Business leaders today are constantly operating in the middle of two extremes. On the one side are all of the tactical demands of the business - tasks, issues, crises and other things that just have to get done. On the other side are all of the strategic demands - the ideas, concepts, strategies, messages and models that are essential to the future of your company. Some CEOs focus too much on the tactical side (working in the business but never on it), and others get wrapped up in strategic thinking but lose sight of day-to-day execution priorities.
Value proposition development is a process that helps you connect these two worlds, so that your tactics mirror your strategy and your strategy supports your tactics. The key is understanding how to think about and formulate your value proposition.

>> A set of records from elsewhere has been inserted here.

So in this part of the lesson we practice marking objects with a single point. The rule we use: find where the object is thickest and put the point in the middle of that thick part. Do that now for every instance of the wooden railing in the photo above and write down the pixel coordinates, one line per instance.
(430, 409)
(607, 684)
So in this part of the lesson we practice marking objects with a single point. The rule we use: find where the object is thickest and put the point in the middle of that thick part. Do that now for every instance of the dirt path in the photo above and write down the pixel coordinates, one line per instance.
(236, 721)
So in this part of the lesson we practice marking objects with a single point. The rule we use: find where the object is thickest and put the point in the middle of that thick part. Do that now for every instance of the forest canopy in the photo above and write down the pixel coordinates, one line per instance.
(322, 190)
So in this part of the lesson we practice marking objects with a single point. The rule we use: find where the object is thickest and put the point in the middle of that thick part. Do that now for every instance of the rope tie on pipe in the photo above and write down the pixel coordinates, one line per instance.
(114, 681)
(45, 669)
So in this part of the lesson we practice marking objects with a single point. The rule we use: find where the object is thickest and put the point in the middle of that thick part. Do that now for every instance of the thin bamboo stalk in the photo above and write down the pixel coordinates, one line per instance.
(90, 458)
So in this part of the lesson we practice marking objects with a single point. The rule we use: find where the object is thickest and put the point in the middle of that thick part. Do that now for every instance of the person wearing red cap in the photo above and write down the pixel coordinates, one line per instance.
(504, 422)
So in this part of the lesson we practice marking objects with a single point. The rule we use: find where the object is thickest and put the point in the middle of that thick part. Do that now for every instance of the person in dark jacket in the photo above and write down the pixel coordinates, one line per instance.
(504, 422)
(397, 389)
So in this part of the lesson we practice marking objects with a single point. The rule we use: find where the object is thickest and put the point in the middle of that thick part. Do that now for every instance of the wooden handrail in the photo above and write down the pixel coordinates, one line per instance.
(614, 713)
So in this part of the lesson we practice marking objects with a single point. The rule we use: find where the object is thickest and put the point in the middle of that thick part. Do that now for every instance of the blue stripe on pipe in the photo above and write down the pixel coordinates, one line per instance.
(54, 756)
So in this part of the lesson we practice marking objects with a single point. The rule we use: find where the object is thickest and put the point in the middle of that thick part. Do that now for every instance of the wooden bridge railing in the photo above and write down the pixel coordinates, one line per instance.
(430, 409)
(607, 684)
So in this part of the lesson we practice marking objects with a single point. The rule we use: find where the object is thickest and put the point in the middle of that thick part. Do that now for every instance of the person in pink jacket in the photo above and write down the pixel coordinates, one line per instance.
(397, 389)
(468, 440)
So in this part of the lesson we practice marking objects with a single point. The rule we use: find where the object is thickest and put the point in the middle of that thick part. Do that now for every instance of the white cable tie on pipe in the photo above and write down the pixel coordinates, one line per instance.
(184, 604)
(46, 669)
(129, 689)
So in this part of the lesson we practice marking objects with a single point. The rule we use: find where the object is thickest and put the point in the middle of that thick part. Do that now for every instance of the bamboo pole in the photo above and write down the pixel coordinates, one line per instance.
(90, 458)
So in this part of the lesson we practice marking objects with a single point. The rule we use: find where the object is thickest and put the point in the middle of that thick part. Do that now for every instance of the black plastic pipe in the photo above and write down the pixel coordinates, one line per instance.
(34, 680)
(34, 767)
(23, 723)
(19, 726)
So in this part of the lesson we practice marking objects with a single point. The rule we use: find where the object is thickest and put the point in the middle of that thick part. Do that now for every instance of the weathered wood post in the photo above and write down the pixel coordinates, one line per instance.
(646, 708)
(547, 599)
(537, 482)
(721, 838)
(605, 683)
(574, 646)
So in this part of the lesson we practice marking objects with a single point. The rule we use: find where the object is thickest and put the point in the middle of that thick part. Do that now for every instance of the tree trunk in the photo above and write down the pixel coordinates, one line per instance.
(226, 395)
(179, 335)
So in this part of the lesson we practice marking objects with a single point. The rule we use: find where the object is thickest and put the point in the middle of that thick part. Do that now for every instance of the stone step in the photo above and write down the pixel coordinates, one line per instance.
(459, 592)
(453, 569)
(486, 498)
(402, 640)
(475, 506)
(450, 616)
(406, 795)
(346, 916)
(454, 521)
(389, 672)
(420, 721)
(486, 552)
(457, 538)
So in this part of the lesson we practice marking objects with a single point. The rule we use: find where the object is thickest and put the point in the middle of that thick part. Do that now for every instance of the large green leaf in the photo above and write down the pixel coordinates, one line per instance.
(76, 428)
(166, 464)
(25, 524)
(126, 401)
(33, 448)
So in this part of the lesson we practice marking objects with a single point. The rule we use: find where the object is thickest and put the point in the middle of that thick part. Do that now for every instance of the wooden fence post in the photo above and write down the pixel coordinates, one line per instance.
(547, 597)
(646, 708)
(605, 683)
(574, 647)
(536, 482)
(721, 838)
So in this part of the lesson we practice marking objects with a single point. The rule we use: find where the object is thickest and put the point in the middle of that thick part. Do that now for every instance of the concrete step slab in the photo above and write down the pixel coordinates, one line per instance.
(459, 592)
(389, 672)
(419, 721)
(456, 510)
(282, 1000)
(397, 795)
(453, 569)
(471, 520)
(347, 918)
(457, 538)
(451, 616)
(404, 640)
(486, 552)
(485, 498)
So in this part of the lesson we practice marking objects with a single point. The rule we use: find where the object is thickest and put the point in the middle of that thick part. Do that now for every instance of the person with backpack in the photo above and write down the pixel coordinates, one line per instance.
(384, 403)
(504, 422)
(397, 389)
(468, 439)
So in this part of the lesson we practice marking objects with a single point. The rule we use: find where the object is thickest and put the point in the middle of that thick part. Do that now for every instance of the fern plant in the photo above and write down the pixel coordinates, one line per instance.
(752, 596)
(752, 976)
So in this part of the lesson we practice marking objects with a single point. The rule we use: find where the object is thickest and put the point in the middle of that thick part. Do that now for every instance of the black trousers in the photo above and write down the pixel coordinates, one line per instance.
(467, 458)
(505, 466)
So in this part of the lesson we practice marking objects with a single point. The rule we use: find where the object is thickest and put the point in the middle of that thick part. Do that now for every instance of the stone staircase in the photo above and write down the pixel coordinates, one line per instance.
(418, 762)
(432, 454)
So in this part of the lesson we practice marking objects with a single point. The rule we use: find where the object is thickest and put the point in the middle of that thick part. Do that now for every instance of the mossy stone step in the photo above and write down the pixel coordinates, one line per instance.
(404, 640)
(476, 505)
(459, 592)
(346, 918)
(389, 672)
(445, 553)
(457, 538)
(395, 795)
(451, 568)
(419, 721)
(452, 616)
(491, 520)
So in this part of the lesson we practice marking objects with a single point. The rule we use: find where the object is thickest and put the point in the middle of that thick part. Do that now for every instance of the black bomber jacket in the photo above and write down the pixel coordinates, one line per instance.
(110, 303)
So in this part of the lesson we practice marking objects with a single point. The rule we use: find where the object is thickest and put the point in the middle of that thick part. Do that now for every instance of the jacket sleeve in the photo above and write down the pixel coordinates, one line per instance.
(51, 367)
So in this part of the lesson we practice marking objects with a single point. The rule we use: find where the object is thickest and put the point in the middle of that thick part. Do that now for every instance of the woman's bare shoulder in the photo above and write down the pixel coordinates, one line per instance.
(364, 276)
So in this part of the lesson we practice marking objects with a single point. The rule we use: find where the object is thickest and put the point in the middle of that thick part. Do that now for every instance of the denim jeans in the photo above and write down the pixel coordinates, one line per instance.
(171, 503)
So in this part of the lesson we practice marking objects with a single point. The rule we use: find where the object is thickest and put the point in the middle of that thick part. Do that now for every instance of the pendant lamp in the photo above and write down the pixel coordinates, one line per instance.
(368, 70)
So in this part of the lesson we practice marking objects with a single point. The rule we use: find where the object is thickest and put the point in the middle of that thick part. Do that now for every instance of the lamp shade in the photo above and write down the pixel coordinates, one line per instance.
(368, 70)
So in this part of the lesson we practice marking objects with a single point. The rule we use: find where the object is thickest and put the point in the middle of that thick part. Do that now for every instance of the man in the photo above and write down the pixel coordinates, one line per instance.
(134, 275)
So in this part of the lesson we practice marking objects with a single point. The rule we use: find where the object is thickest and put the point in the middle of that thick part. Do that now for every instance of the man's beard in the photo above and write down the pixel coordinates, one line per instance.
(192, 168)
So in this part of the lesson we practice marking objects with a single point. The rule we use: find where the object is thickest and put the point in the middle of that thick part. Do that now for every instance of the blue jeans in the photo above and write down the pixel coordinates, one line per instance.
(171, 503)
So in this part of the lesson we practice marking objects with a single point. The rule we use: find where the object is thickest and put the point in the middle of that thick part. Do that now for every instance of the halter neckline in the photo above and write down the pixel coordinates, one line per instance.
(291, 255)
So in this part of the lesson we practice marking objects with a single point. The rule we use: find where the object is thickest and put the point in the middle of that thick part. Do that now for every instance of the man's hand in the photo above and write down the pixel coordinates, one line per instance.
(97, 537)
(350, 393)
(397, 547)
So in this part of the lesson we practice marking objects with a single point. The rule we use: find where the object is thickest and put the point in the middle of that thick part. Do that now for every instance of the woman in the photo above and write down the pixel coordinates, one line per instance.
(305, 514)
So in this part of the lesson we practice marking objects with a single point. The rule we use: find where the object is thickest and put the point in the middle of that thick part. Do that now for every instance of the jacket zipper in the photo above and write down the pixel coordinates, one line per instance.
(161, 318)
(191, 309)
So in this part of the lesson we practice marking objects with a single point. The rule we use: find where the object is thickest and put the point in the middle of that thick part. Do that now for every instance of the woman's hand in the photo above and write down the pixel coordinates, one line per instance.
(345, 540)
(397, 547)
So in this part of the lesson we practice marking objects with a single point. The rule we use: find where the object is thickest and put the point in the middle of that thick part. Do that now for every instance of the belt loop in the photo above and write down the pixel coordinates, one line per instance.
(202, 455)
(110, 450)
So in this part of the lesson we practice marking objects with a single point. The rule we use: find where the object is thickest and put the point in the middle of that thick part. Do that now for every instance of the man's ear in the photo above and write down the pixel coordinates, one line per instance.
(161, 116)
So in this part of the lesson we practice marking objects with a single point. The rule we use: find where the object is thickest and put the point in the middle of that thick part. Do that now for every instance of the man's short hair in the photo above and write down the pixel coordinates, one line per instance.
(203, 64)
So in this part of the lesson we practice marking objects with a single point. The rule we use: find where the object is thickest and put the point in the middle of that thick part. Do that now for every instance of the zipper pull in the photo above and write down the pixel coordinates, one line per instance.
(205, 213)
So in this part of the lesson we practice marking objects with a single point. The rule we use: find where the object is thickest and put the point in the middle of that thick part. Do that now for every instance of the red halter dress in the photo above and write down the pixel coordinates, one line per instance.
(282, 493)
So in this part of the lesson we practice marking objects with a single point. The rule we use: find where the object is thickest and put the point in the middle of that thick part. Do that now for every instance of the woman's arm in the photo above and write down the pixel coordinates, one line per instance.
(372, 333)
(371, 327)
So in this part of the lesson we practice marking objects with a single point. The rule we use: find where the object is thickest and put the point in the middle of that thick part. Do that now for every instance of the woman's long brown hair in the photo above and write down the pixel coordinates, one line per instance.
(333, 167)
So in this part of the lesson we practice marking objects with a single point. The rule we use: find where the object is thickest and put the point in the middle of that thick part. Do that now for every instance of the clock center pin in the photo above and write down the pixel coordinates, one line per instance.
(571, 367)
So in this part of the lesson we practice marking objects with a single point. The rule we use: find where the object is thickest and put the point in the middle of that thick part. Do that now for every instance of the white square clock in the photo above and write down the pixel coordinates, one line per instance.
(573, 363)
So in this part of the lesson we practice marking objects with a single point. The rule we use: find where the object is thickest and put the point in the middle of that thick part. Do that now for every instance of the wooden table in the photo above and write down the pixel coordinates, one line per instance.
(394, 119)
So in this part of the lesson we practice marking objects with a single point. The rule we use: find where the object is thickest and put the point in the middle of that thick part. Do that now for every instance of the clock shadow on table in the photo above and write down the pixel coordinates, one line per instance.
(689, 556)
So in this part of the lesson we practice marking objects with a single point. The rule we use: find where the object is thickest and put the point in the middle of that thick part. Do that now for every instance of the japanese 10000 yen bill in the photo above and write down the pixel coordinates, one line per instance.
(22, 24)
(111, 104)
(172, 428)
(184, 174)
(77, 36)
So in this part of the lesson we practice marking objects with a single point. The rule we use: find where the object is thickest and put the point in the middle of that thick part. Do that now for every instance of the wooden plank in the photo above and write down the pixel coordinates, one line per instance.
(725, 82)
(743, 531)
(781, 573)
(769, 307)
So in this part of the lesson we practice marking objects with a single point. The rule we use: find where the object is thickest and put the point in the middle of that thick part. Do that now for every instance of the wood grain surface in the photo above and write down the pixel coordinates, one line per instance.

Your value proposition means establishing a business case for the value that your company will uniquely deliver to its target market - value that customers cannot get from anyone else.
Five Ways to Deliver Value
There are five ways in which you can deliver value to your customers:
1. Economic Value - Providing a financial value to the customer (lower price, higher ROI).
2. Transformative Value - Positioning the customer for success through your product/service.
3. Transactional Value - Saving the customer time, resources or effort.
4. Emotional Value - Leaving the customer with a greater sense of satisfaction.
5. Intrinsic Value - Supporting the customer's own beliefs or vision through your offerings.
Considering Your Competitive Position
In addition, your value proposition should consider and respond to a number of factors, chief among them your competitors and their positions in the market. In order to develop a powerful value proposition, you need to select and commit to a definite (and defensible) spot on the map - a place where you can offer better, faster or different solutions in comparison to the other key players in the space.
To develop your value proposition, then, you need to keep one eye on your customers (and how you can deliver value to them across the five categories), and another eye on your competitors (and how you can mark out a position on the playing field that is unique and supports the value of your offerings).
Developing a Clear Message
Once you have identified and made decisions regarding those two points, then you need to organize your findings by developing a clear message. Your value proposition should be general enough that customers can understand it in non-technical terms, and specific enough that you can benchmark key areas of your business in light of the specific values you promise to deliver.
The results of the value proposition development process provide a solid basis for improving your sales and marketing efforts while also benchmarking internal operations against the values that are essential to your customers.